Whenever a limited waiver of HIPAA sanctions and penalties is issued by the HHS, healthcare providers must still adhere to the stipulations of the HIPAA Security Rule and the Privacy Rule is not put on hold.  The HHS simply exercises the authority given to it by the Project Bioshield Act of 2004 (PL 108-276) and section 1135(b) (7) of the Social Security Act, and will not apply sanctions or penalties against healthcare providers for the following stipulations of the HIPAA Privacy Rule:

  • 45 CFR 164.510(b) – The requirements to receive a patient’s agreement to talk with family members or friends involved in the patient’s treatment.
  • 45 CFR 164.510(a) – The requirement to respect a preference to opt out of the facility directory.
  • 45 CFR 164.520 – The requirement to publish and share a notice of privacy practices.
  • 45 CFR 164.522(a) – The patient’s right to prefer, and ask for, privacy restrictions.
  • 45 CFR 164.522(b) – The patient’s right to seek to have confidential communications only.

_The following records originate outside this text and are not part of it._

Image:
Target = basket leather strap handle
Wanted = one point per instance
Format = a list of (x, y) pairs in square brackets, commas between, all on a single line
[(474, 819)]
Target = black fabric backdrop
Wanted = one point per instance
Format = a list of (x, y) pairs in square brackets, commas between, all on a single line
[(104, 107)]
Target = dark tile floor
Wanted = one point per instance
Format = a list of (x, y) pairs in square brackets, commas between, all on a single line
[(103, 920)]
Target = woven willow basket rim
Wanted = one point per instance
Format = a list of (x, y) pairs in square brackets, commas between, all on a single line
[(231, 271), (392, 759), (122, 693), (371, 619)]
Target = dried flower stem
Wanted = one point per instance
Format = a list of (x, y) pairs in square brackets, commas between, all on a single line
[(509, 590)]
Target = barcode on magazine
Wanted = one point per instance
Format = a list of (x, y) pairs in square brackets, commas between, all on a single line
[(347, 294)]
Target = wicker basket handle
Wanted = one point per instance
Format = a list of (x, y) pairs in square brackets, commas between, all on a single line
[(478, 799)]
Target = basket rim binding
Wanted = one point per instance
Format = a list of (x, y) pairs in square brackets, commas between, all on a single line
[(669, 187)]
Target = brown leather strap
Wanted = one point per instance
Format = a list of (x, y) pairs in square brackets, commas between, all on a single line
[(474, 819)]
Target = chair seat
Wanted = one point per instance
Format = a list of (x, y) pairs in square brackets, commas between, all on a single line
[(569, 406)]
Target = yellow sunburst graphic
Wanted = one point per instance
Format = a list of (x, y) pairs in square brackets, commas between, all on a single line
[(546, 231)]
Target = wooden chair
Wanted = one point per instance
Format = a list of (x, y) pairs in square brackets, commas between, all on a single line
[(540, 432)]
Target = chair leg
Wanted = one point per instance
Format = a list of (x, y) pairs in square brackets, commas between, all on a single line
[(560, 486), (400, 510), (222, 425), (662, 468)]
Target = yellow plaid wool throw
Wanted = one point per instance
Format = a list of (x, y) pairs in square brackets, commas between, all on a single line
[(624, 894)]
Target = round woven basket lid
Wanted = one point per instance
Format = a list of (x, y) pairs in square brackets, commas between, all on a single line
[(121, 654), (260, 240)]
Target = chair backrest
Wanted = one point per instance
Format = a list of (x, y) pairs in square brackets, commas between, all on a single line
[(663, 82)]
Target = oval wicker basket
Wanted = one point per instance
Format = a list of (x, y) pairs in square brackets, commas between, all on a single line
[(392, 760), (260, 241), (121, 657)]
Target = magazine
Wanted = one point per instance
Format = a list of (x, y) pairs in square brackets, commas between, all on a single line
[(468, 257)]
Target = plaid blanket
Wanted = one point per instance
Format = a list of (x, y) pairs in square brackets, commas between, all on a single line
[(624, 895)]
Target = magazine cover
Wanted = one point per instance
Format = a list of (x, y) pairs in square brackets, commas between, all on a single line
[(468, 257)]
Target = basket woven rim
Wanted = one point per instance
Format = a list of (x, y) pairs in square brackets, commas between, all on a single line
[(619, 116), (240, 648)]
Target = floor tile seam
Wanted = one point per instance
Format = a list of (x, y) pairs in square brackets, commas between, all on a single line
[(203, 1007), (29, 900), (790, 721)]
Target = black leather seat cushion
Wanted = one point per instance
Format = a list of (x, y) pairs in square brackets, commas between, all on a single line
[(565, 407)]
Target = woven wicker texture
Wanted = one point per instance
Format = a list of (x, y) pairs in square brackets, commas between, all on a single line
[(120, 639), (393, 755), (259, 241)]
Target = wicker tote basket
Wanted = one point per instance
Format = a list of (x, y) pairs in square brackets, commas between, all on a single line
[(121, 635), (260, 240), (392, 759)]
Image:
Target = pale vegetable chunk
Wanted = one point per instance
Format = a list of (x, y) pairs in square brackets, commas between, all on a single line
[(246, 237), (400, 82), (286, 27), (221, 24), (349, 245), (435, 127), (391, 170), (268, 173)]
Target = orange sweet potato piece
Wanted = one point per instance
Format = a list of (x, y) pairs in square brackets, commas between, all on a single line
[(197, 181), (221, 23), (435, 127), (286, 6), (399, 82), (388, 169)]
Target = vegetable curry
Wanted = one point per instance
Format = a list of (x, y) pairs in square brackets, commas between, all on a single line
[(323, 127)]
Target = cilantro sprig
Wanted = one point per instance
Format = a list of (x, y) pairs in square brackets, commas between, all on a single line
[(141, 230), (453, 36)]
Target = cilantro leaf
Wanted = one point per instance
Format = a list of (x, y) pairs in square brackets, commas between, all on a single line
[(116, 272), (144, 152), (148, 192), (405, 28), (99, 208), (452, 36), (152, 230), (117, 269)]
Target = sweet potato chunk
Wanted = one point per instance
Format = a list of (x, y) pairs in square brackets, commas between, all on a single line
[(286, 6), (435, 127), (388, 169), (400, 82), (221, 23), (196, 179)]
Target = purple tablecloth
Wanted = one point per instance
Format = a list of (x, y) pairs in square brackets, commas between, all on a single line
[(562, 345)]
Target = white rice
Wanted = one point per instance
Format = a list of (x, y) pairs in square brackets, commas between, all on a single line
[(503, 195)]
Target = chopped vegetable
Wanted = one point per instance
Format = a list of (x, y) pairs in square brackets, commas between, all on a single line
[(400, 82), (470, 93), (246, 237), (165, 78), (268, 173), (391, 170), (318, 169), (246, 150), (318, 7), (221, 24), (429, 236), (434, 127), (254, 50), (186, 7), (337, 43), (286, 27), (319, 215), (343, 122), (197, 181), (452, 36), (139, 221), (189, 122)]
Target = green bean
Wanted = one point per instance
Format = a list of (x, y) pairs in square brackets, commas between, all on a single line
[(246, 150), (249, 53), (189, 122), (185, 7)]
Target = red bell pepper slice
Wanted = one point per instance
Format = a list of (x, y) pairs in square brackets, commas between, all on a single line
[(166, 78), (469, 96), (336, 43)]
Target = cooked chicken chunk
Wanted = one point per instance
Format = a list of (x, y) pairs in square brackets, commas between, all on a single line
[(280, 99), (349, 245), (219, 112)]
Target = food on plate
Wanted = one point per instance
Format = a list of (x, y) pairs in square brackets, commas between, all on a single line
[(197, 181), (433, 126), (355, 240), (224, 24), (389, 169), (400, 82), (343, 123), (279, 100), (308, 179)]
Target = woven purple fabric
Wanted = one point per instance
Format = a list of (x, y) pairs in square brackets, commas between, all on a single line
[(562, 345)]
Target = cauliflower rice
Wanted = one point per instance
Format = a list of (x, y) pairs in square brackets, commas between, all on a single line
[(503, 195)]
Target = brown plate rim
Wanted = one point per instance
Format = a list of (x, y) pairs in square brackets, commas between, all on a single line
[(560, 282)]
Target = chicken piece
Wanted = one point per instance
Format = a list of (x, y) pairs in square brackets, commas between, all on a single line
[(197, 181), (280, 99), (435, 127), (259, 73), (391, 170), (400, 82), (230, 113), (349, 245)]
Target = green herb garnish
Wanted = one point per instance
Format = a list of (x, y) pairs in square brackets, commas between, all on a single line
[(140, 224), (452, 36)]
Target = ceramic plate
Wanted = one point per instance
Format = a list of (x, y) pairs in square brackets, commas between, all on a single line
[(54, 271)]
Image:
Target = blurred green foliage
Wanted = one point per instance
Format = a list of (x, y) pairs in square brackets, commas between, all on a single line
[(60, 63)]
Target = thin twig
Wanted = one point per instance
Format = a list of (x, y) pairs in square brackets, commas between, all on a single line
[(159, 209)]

Even in cases of emergency and natural disasters, the HIPAA Privacy Rule permits HIPAA-covered groups to distribute patients’ PHI to help in disaster relief efforts and to help ensure patients receive the care they need.

PHI may also be shared for the purpose of providing emergency treatment to patients, in order to effectively coordinate patient care, or when sending patients to other healthcare treatment providers.  PHI can be distributed for public health activities to allow groups to complete their public health missions. Disclosures can be made to members of family, friends and other people involved in a patients’ treatment, as necessary, to identify, find or alert notify family members of the patient’s location, condition or possible death. Disclosures can be made to anyone, as necessary, to stop or minimize a serious injury and disclosures can be shared to the media regarding a patient’s general health status and limited facility directory information can also be disclosed for a named person being treated, providing the patient has not objected to such a release of private information.

In all scenarios, the ‘minimum necessary’ standard must be respected. Information sharing should be kept to the minimum required information to achieve the specific goal for which it is shared.